ROS intensity in the control and UVR-treated retinal cells was measured by the carboxy-H2DCF-DA dye (Invitrogen, Shanghai, China) assay [45]. Following the treatment, cells were incubated with 1 μM of carboxy-H2-DCFDA for 120 min under the dark, which were then washed with warm PBS and immediately tested by a spectrofluorometer at excitation and emission wavelengths of 485 and 535 nm, respectively. The results were expressed as increase in fluorescence with respect to control cells.

Lipid peroxidation assay

Thiobarbituric acid reactive substances (TBAR) level was examined to reflect the production of toxic aldehyde resulting from oxidative fatty acyl degradation, the malondialdehyde (MDA). The detailed protocol was described previously [45, 46].

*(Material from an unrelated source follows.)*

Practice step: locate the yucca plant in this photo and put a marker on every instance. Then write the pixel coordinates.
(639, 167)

γ-H2AX assay of DNA damages. ARPE-19 cells were fixed in ice-cold ethanol, which were then incubated with a mouse monoclonal anti-γ-H2AX antibody (Santa Cruz Biotech). Afterwards, the FITC-conjugated anti-mouse secondary antibody (Santa Cruz) was then added. Cells were then subjected to FACS assay to determine the γ-H2AX percentage, reflecting DNA damage intensity [47].

Statistics

The results were presented as the mean ± standard deviation (SD). One-way ANOVA was employed to examine the significant differences between groups using SPSS 17.0 (SPSS, Chicago, CA). Values of p < 0.05 were considered statistically significant.

CONCLUSIONS

Together, we conclude that targeting Nrf2 by MIND4-17 efficiently protects RPEs and RGCs from UVR.